Debt is a nightmare, and it affects countless people across the world. People fall into debt, typically because they spend more than they can afford. There are plenty of mistakes that you can make that could plunge you down into a debt spiral. Once you’re there, it’s difficult to get out, so it’s best to avoid the debt in the first place. This isn’t always possible and certain situations will cripple your finances. That said, there are ways to make it less likely that serious levels of debt will become an issue.
Plastic Is Not Fantastic
It’s so easy to misunderstand credit cards. When you hold one in your hand or have one in your wallet, you might think that the money on it belongs to you. The key is in the name, credit. You don’t have the money you’re using. Instead, you’re borrowing it, and you do need to pay it back. Using credit cards alone isn’t all that dangerous. Sure, it’s not the best idea in the world. But at the same time, if you pay back what you owe regularly, it may not result in debt. You just need to keep on top of repayments. The problem is that most people don’t. Instead, the amount they owe builds up until it is no longer affordable. What are your options when this happens? You can get loans to pay off credit cards. This might sound counterproductive, but it isn’t if the interest is lower on the loan than the credit card.
More Money, More Problems
Another issue that people have is spending more than they can afford. This is usually the reason for getting a credit card in the first place. You want to be able to spend over your buying limit. You want a better quality of life. You want the big car, the fancy TV, the nice house and the only way to get it is to borrow money. Again, borrowing money isn’t always going to be a cause of debt. In many ways borrowing money is a built in part of society. If you want a house, you’re going to need to get a mortgage, and that’s just another type of loan. You just have to be careful how much you borrow at one time and always think of the worst case scenario. Where would you be with these debts if you lost your job tomorrow? If you would be in dire straits, it’s best not to borrow at all.

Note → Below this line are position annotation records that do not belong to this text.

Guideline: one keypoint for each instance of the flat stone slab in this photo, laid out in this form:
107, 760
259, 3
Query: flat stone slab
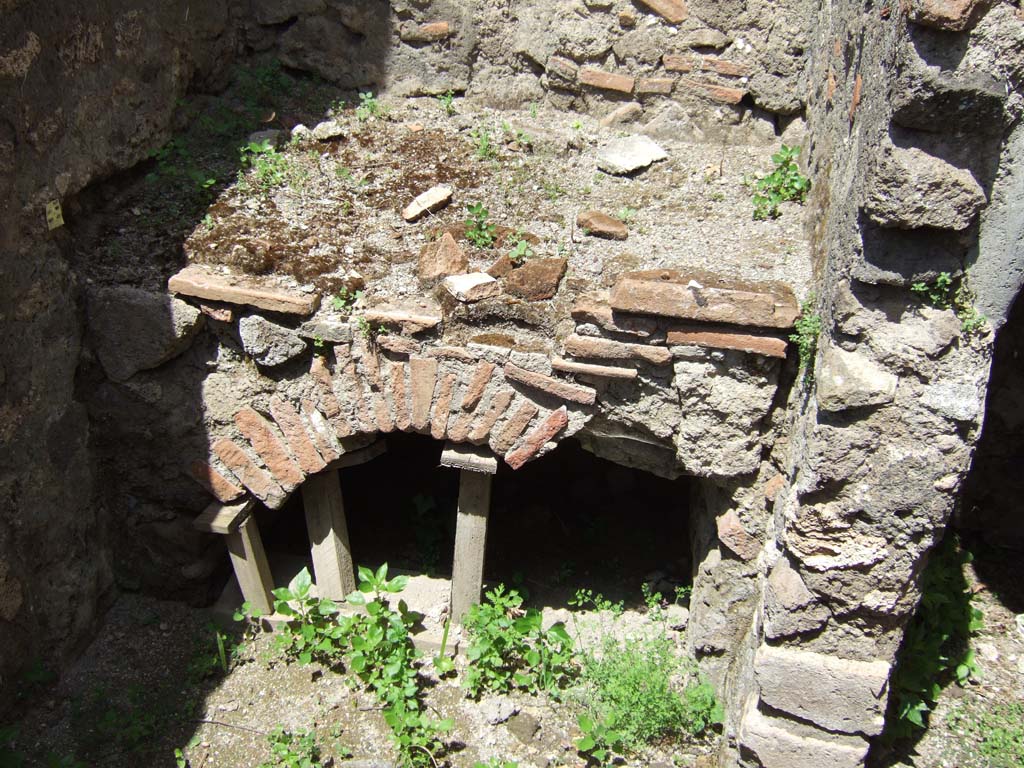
628, 155
704, 297
432, 200
472, 287
271, 294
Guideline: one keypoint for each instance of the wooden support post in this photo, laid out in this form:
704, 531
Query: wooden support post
470, 541
251, 567
329, 536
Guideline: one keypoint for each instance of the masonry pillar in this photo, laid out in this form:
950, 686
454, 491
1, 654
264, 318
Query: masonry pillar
329, 536
475, 468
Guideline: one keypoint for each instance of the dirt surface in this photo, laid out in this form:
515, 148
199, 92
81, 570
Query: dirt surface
152, 683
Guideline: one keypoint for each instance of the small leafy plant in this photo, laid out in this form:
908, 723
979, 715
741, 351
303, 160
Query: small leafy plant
480, 231
312, 633
805, 336
369, 108
510, 649
784, 183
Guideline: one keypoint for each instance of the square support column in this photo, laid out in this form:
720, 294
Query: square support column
329, 536
251, 568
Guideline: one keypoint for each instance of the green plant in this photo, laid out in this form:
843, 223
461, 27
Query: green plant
585, 597
480, 232
380, 651
785, 182
945, 293
600, 739
936, 647
369, 108
311, 633
345, 300
446, 100
509, 648
805, 336
520, 252
484, 140
293, 749
997, 731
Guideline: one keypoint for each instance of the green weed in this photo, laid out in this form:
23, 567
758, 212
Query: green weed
785, 182
480, 231
509, 649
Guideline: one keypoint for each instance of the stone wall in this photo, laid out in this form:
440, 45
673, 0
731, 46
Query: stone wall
87, 89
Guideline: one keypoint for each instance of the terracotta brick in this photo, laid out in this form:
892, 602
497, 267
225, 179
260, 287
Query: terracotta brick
605, 80
555, 387
514, 427
423, 377
589, 346
325, 385
587, 369
546, 430
222, 488
680, 62
399, 396
290, 423
442, 407
477, 385
398, 344
269, 448
499, 404
705, 297
673, 11
562, 69
766, 345
646, 86
259, 481
714, 92
323, 434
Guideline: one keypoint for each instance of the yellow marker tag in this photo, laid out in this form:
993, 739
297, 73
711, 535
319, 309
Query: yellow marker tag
54, 217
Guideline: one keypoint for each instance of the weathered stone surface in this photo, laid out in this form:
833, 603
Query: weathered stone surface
442, 408
499, 404
595, 347
706, 298
423, 377
288, 420
510, 431
586, 369
472, 287
776, 745
848, 380
477, 385
732, 534
414, 315
624, 156
271, 294
432, 200
602, 225
269, 448
222, 488
550, 385
769, 346
952, 15
790, 606
134, 330
537, 280
257, 480
440, 259
836, 693
268, 343
673, 11
537, 439
608, 81
909, 188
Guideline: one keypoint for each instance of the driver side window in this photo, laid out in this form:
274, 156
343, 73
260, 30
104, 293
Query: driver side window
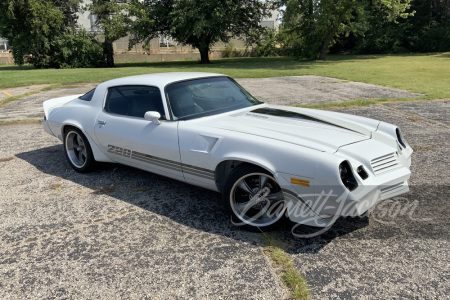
134, 100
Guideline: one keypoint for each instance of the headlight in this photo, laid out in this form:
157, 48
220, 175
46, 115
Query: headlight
347, 177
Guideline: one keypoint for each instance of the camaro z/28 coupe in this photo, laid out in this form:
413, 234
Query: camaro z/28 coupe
268, 161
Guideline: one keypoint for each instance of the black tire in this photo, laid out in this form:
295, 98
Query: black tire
77, 150
250, 205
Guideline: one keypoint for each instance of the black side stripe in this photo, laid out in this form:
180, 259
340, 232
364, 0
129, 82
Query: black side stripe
161, 162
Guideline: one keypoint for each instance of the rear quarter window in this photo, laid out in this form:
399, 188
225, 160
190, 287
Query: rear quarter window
88, 95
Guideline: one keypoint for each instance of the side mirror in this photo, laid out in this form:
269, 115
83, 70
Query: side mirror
153, 116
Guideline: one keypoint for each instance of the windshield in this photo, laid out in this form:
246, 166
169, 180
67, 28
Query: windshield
205, 97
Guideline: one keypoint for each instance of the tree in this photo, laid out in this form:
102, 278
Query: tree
318, 23
44, 33
112, 18
31, 27
199, 23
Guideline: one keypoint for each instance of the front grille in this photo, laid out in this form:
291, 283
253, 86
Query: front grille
384, 163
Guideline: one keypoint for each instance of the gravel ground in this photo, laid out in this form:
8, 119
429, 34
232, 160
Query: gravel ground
116, 233
389, 256
123, 233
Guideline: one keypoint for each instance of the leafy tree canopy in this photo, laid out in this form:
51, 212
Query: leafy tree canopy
43, 33
199, 23
315, 24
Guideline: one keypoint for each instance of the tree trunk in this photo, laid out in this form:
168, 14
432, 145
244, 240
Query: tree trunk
204, 55
327, 42
108, 52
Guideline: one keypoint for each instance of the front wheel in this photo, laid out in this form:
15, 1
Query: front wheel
253, 198
78, 151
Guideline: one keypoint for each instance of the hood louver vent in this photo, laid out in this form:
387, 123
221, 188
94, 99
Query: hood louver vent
384, 163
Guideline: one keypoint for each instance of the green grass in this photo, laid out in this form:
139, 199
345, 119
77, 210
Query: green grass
19, 121
276, 249
428, 74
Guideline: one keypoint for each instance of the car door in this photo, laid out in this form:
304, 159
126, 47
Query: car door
126, 137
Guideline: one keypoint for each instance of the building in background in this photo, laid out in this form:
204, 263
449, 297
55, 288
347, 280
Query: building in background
161, 49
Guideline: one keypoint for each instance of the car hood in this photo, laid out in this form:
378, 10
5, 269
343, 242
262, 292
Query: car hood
319, 130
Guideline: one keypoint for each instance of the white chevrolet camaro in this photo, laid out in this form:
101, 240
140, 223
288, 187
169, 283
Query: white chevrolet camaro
268, 161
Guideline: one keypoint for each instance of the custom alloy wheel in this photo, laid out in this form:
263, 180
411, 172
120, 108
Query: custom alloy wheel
254, 198
78, 150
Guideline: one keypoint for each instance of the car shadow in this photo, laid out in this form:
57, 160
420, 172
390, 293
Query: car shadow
180, 202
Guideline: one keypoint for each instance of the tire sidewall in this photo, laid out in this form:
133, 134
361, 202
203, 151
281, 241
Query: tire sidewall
239, 172
89, 156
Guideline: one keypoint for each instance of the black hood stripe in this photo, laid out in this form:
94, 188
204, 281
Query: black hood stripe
290, 114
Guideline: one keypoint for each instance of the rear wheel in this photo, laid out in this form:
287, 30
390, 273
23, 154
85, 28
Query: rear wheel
253, 198
78, 151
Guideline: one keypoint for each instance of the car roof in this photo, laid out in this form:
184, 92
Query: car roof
158, 79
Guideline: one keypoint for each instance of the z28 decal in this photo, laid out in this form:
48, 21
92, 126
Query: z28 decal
160, 162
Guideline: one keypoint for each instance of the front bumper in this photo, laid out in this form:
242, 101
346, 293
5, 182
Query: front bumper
47, 127
323, 205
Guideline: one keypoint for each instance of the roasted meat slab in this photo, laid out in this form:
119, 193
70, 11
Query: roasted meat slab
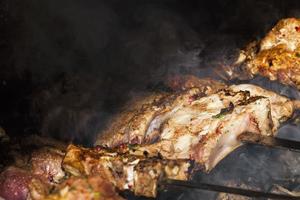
126, 172
277, 55
189, 125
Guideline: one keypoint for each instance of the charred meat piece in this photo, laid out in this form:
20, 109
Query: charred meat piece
277, 55
206, 128
132, 125
46, 163
19, 184
84, 188
136, 173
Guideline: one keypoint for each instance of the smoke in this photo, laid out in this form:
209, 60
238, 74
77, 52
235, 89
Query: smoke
69, 65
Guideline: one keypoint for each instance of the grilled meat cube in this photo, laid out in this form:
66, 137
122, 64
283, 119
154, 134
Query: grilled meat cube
19, 184
85, 188
46, 163
124, 171
277, 55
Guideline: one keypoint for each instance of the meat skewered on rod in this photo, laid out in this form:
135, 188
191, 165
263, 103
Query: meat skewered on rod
189, 125
276, 56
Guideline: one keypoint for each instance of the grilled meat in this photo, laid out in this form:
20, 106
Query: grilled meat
136, 173
85, 188
206, 128
132, 125
19, 184
46, 163
277, 55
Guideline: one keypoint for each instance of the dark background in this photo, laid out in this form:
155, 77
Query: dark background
67, 65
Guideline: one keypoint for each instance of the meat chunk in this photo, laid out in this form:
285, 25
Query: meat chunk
132, 124
84, 188
16, 183
46, 163
136, 173
206, 128
277, 55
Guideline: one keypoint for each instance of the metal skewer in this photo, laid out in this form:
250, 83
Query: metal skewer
269, 141
227, 189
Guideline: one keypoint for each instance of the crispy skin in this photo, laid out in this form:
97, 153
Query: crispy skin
85, 188
277, 55
46, 163
136, 173
206, 128
19, 184
132, 126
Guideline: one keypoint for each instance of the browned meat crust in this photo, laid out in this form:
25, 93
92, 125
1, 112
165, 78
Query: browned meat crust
277, 55
85, 188
136, 173
46, 163
205, 128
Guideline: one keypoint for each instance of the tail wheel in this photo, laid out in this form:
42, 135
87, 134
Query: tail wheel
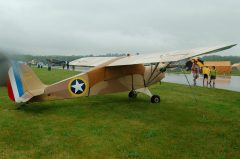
155, 99
132, 94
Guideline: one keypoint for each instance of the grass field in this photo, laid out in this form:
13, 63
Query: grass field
113, 126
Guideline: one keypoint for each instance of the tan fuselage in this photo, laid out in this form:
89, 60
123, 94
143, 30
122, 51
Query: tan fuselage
104, 80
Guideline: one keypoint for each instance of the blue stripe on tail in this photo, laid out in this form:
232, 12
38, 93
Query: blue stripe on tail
16, 71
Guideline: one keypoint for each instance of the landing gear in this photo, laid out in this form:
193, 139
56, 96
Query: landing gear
132, 94
155, 99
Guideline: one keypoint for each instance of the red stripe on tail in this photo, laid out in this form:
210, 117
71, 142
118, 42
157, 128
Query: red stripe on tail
10, 91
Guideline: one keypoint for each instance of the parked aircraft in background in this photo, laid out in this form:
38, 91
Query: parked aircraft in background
55, 62
108, 75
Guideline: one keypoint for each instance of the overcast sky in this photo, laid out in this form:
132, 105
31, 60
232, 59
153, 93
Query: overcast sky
78, 27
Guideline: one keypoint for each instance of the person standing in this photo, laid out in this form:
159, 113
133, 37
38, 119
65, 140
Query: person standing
213, 74
205, 72
195, 72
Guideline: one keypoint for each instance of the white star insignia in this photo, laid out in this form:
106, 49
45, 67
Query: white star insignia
78, 87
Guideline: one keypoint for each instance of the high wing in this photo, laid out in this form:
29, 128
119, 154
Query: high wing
147, 58
168, 57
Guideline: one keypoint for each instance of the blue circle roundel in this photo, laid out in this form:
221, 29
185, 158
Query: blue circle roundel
77, 86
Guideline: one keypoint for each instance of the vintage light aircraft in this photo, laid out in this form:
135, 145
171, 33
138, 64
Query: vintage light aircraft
108, 75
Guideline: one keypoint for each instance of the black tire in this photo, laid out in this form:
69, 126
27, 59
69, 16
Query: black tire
155, 99
132, 94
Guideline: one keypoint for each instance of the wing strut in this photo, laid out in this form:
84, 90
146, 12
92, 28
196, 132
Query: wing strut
189, 84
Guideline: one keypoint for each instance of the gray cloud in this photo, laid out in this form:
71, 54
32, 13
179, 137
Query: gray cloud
117, 26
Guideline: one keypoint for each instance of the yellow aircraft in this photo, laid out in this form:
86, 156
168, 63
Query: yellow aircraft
108, 75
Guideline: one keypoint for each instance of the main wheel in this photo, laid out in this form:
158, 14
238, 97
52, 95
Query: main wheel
155, 99
132, 94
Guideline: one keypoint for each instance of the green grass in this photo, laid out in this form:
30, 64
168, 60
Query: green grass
113, 126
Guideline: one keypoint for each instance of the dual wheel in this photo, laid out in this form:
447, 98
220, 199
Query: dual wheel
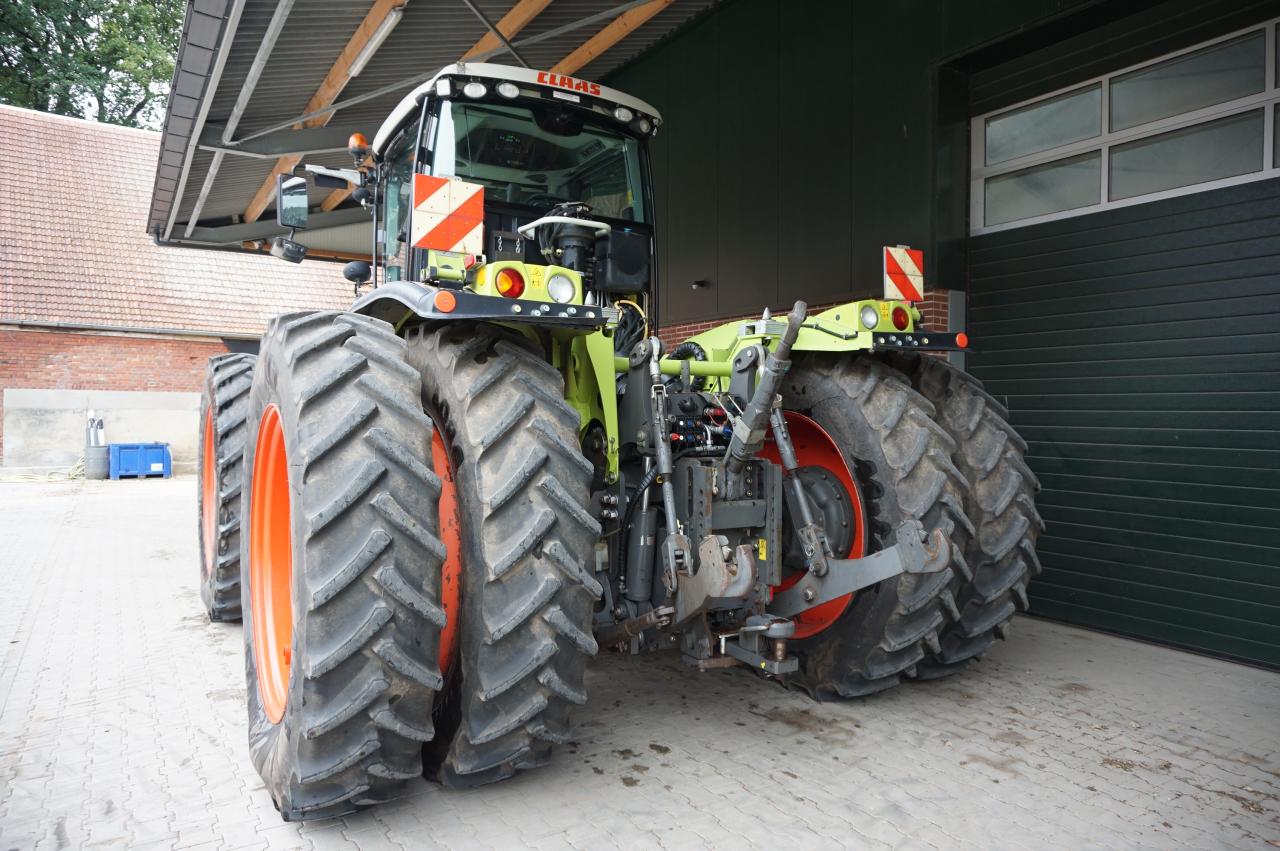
383, 643
882, 440
380, 641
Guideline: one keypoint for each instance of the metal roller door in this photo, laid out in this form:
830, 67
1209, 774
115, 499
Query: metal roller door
1138, 352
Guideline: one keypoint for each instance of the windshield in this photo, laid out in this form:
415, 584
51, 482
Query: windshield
539, 155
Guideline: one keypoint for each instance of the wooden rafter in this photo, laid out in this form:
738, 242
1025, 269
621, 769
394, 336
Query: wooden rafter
324, 96
516, 19
612, 33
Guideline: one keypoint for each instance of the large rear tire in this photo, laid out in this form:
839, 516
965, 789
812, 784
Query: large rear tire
521, 492
223, 428
342, 558
1000, 503
901, 461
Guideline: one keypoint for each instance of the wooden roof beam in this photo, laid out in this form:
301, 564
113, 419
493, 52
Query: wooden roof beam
516, 19
328, 92
612, 33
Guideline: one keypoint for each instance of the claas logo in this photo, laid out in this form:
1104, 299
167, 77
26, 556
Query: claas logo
561, 81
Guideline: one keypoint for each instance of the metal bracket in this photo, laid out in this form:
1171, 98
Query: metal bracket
913, 553
725, 576
760, 644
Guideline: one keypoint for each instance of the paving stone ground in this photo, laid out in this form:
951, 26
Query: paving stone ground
122, 724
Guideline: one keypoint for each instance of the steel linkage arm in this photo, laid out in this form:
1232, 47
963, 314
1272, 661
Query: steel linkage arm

Lenders love to use marketing tactics that make themselves seem like the best solution. An example of this is car financing. Car financing is a way to buy a car when you don’t have the money to buy it at full price. Instead, you can give two hundred dollars per month over a period of four years. Eventually, you’ll pay off the car. Except, you probably won’t get that far because car financing is marketed to people who can’t afford two hundred dollars per month. The car is repossessed and the money already paid isn’t given back. It’s a scam, and it’s this type of ‘deal’ that causes people to fall further into debt.